Other political factors could shape Europe. France, Germany and the Netherlands all have elections in 2017, prompting some to fear that the growth in populist sentiment could further destablise the continent and create greater uncertainty over the future of the EU. Meanwhile, Italy is still dealing with the fall-out of the ‘no’ vote in its constitutional referendum and the prospect of the government bailing out the country’s oldest bank, Monte dei Paschi di Siena.
Jacques Gordon, global head of research and strategy at LaSalle Investment Management, commented on the impact of global macro-economic and political factors on real estate in 2017: “As we look to the year ahead, across the G7 a shift to more expansionary fiscal policy and away from reliance on monetary policy, along with the potential for protectionist trade policies, could accelerate the end of the “triple low” regime – economic growth, inflation, and interest rates.
“These factors are all likely to be at work in the US economy during the next three years. These same policies could possibly push the UK to higher rates. Investing solely in domestic markets greatly reduces the number of potentially rewarding opportunities to take advantage of in the next two years.”
Where we are in the real estate cycle
Since mid-2015, some real estate investors in Europe’s core markets have applied the brakes in the belief that property values, especially in the prime London market, are “toppy”. However, some put forward the argument that although the cycle is in its mature phase, it is not yet at the peak.
Scott Brown, global head of real estate at Barings, said: “While the political environment remains fluid and adds uncertainty entering 2017, the slow growth, low interest rate outlook and favourable property market fundamentals throughout industrialised economies – bolstered by demographic, societal and technology-induced structural forces – set the stage for continued but varied improvement in local market performance and a relatively attractive outlook for property yields.”
However, Brown added: “At this stage of the cycle, amid lower expectations for price appreciation of core assets, we believe successful investment is less about broad macro trends and instead centres on sub-market dynamics and asset specific characteristics. As a result, 2017 will be a year of heightened selectivity, during which successful investment will require local skill and expertise to execute the business plan at the asset level.”
European investment trends
Cross-border capital accounted for around $151 billion of the $816 billion total dollar volume of global property transactions during the first three quarters of 2016, according to Barings. The UK’s Brexit vote temporarily dampened European volumes in the third quarter, although top-tier markets such as London, Paris, Frankfurt and Amsterdam continue to attract foreign capital, especially from Asia. Real estate finance specialists will hope that an increasingly expanding investor base generates opportunities to support investors with debt.
Schroders’ Duncan Owen, global head of real estate, said that individual cities, rather than countries, should be the focus for commercial real estate investing in 2017, to counter the political uncertainty across the continent.
“How should real estate investors proceed? One response might to be to adopt a national model and avoid countries where populist parties are likely to take power. However, the difficulty with this is that it is a blunt approach. Opinion polls can be unreliable and investors might be left with a very small set of markets (e.g. Germany, Ireland),” said Owen.
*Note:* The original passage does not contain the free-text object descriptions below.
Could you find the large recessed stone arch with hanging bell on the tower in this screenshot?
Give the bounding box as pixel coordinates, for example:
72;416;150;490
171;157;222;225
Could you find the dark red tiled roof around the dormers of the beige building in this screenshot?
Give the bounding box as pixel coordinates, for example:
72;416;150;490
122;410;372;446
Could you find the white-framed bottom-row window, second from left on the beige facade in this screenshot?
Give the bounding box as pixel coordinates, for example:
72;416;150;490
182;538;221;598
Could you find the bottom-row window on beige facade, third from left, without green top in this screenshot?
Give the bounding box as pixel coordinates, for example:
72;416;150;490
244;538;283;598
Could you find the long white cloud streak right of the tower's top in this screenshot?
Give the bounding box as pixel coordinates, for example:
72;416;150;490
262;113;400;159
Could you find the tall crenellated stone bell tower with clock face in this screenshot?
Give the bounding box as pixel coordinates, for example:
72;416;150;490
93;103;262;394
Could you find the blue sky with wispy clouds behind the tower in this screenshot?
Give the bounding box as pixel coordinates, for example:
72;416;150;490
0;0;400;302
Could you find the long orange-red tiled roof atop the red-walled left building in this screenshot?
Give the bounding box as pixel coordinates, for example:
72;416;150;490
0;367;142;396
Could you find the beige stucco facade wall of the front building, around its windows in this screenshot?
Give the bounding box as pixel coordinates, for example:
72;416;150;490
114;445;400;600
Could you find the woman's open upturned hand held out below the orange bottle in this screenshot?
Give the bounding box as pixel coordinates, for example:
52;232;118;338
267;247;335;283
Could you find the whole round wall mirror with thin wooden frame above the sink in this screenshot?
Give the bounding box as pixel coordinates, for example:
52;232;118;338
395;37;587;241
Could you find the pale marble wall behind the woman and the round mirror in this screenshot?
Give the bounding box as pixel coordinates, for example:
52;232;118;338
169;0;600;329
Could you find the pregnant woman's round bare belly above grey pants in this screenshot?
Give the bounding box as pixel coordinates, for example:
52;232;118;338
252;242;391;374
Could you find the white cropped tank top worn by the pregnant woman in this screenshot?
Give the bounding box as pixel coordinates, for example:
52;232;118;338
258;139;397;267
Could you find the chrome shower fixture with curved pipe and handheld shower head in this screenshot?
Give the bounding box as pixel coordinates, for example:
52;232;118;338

“An alternative strategy, which we favour, is to focus on those cities which have diverse economies, strong universities and good infrastructure. These cities are likely to continue to attract businesses, almost regardless of politics. They are centres where people wish to live and work,” Owen added, citing Amsterdam, Berlin, Brussels, Hamburg, Lyon, Madrid, Munich, Paris, Stockholm and Stuttgart.
The UK as Brexit unfolds
Although large real estate investment and financing deals continued to be closed in the UK throughout the second half of 2016, the market undoubtedly took a major hit from the Brexit vote. One significant risk for the financial services sector is that banks and financial institutions based in London might lose guaranteed access to the EU, meaning some activities, such as trading in euro-denominated securities, will be switched to the continent.
However, most in the real estate market remain confident in the UK. Mahdi Mokrane, head of research and strategy for Europe at LaSalle Investment Management, said: “We believe that the UK will remain one of the world’s most transparent, liquid and supportive destinations for investors in spite of the current uncertainty around the country’s future relationship with the EU. Looking ahead, given the prospect of a hard Brexit, fewer of the larger, longer-term occupier decisions are likely to be made until much of the volatility has dissipated.”
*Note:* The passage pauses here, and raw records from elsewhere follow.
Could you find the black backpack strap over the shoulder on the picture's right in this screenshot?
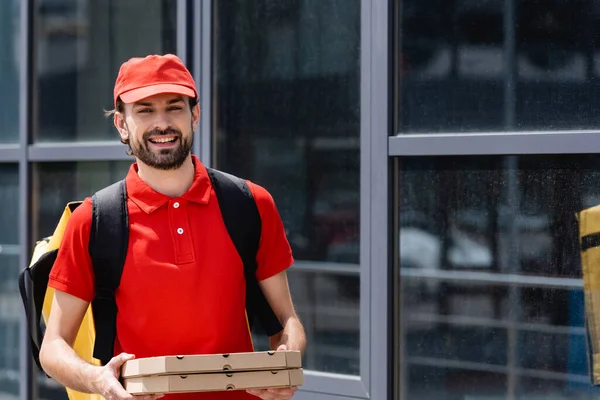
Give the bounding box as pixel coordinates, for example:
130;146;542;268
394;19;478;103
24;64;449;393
206;168;283;336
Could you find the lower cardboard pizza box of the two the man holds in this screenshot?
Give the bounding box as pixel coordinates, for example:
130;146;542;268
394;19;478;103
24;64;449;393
123;368;304;395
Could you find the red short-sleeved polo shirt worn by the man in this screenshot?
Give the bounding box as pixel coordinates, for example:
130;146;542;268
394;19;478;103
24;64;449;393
49;156;293;399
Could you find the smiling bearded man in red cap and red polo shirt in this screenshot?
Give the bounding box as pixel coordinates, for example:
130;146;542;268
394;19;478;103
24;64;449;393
40;55;306;400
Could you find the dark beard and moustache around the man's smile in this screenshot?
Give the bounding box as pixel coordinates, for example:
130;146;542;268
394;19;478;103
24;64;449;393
130;123;194;171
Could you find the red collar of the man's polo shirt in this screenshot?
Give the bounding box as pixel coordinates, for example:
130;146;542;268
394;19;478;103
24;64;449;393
125;154;211;214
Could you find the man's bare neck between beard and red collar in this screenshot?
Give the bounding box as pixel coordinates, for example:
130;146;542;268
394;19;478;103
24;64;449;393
137;156;195;197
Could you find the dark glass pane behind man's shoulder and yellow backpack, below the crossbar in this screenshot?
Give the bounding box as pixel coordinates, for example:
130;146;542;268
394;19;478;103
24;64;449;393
33;161;133;400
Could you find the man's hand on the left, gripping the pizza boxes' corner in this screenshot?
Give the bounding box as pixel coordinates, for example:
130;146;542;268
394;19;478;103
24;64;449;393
93;353;164;400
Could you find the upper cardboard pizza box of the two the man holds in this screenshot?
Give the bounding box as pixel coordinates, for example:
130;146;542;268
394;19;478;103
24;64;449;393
121;350;302;378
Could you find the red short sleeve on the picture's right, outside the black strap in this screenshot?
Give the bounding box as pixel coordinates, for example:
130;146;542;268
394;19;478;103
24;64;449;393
248;182;294;281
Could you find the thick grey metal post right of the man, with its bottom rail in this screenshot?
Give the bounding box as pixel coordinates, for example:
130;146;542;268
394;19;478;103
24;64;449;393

In its 2017 predictions, Savills pointed out that sterling is expected to remain weak, offering savings to non-domestic investors into the UK. However, the consultancy also pointed out that yields on some sectors may not be high enough yet to look attractive, compared to other domains for investors who have to hedge currencies.
One real estate sector to watch in the UK during 2017 is the residential private rented sector (PRS). While countries such as Germany have thriving institutional PRS markets, it remains fledgling in the UK, with its culture of home ownership. The country is in a housing crisis, however, and some argue that the provision of high-standard built-to-rent homes would provide an alternative.
The lender landscape
Throughout 2016, Europe’s real estate market continued to be served by a diverse mix of lenders, ranging from traditional banks, to institutional investors, to independent debt funds. Many faced a challenging year but continued to write loans, while some were far quieter than in the previous year.
When Real Estate Capital published its Top 40 European Lenders in October, it was apparent that the make-up of the European lending pack had remained fairly constant in recent years. There were, however, a growing number of emerging lenders including Asian banks which had gained exposure to European real estate debt through taking participations in syndicated debt deals.
Market watchers will be keen to see whether this growing crop of non-European banks continue to increase their exposure to European real estate debt, perhaps through originating loans themselves, and whether any of the established crop of lenders will fall by the wayside during the year.
The strength of investor demand for real estate debt
Several European real estate debt funds are in the market aiming to raise fresh capital for their strategies. For instance, in October, Real Estate Capital reported that Europe’s largest institutional real estate debt fund manager – AXA Investment Managers – Real Assets – is in the process of raising €1.5 billion of follow-on capital for its senior property debt strategy.
As we head into 2017, investors remain keen on real estate debt as an asset class. Barings’ Brown, commented that allocations traditionally focussed on the four standard property sectors – offices, industrials, retail and apartments – will increasingly focus on alternative sectors such as student housing, as well as both mortgage debt and global real estate securities.
“The progression toward a broader definition of the investable universe is largely a result of increasing transparency and familiarisation with these sectors, and can also be attributed to increased competition for assets in the traditional property sectors and a growing recognition that these evolving opportunities could present enhanced return prospects and additional portfolio diversification benefits,” Brown said.
More non-core deleveraging
In an article published this week for Real Estate Capital, Gifford West, managing director at The Debt Exchange, predicted that real estate loan sales markets look likely to emerge in Greece, Central and Eastern Europe and the Commonwealth of Independent States during 2017. As NPL portfolio sales activity gradually winds up in markets such as the UK and Ireland, there will be fewer large-scale loan books put up for sale. Rather, West said, investors would be wise to consider smaller-scale portfolios in emerging markets.
“For Greece and the CEE/CIS countries, 2017 may be the year during which sales begin in earnest. A number of government initiatives appear to be coming to fruition and the pressure/incentives being applied by the various “troikas” and “quartets” may have broken log jams. These sales will be more likely to be below €100 million in proceeds and may address more challenging assets such as SME and commercial and industrial loans. For the bold, these may offer interesting returns,” West said.